Bamboo Weekly #162: Spotify and car accidents (solution)

Get better at: Combining files, dates and times, grouping, joining, correlations, and plotting

Bamboo Weekly #162: Spotify and car accidents (solution)

This week, we looked at two data sets that you might not think to combine and compare: Traffic fatalities and Spotify streaming numbers.

I was inspired to examine this data by Slate Money (https://slate.com/podcasts/slate-money), where they mentioned a paper from the National Bureau of Economics Research (https://www.nber.org/). The paper found that traffic fatalities increased on days that popular albums were released (https://www.nber.org/papers/w34866) — correlating with the the highest number of people streaming music on Spotify.

The NBER paper used data from two sources:

This week, we'll dig into these data sets, and see what we can find!

Paid subscribers, both to Bamboo Weekly and to my LernerPython+data membership program (https://LernerPython.com) get all of the questions and answers, as well as downloadable data files, downloadable versions of my notebooks, one-click access to my notebooks, and invitations to monthly office hours.

Learning goals for this week include combining multiple files, dates and times, joins, and grouping.

Data and five questions

The data for this week has two sources:

Note that while the Spotify data looks at songs, the NBER paper looked at albums. We thus won't be able to replicate the paper precisely, but we can look at something similar.
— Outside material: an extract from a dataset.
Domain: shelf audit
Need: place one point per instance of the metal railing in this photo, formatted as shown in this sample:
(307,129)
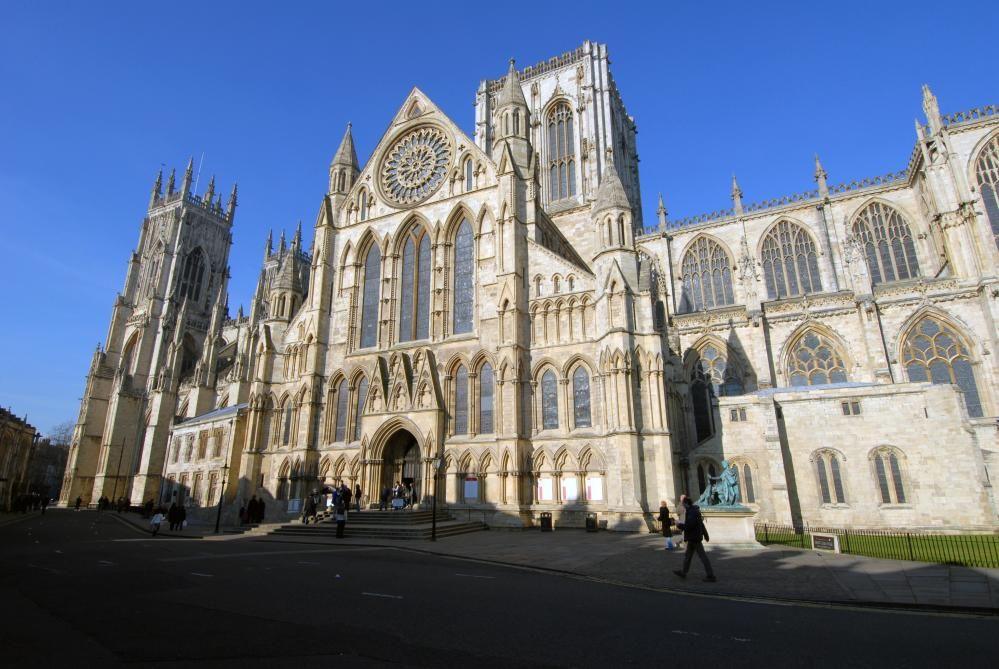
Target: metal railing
(967,550)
In addition, here's a Pandas series containing the dates on which the 10 most popular albums were released, as described in the NBER paper:

album_releases = pd.Series(pd.to_datetime([
    '2022-10-21',  # Midnights - Taylor Swift
    '2021-09-03',  # Certified Lover Boy - Drake
    '2022-05-06',  # Un Verano Sin Ti - Bad Bunny
    '2018-06-29',  # Scorpion - Drake
    '2022-05-13',  # Mr. Morale - Kendrick Lamar
    '2022-05-20',  # Harry's House - Harry Styles
    '2022-11-04',  # Her Loss - Drake & 21 Savage
    '2021-08-29',  # Donda - Kanye West
    '2021-11-12',  # Red (Taylor's Version) - Taylor Swift
    '2020-07-24',  # Folklore - Taylor Swift
]))

Here are my five questions for this week, as well as my solutions and explanations:

Download the FARS data for 2017-2022, and combine all of the accident files (one in each year's zipfile) into a single Pandas data frame. Add a date column, with a dtype of datetime, that contains the year, month, and day of each accident. Keep only the 'STATENAME', 'FATALS', 'ROUTENAME', 'RUR_URBNAME', and the newly added date columns.

import pandas as pd
import requests
import zipfile
from plotly import express as px

Why these?

Then I needed to actually get the data. I did this in two parts: First, I retrieved the files from FARS. I decided to use Python to retrieve them, since the URLs were all pretty standard:


for output_year in range(2017, 2023):
    url = f'https://static.nhtsa.gov/nhtsa/downloads/FARS/{output_year}/National/FARS{output_year}NationalCSV.zip'
    r = requests.get(url)
    output_filename = f'data/bw-162-fars-{output_year}.zip'
    print(f'Downloading {output_year}')
    with open(output_filename, 'wb')  as w:
        w.write(r.content)

print('Done downloading')

Let's summarize the above code:

After running this code, I had six zipfiles. Now, a zipfile can contain any number of files inside of it. If the zipfile contains only one CSV file, then you can hand read_csv the filename. Pandas will unzip the file, extract the CSV from it, and turn that into a data frame.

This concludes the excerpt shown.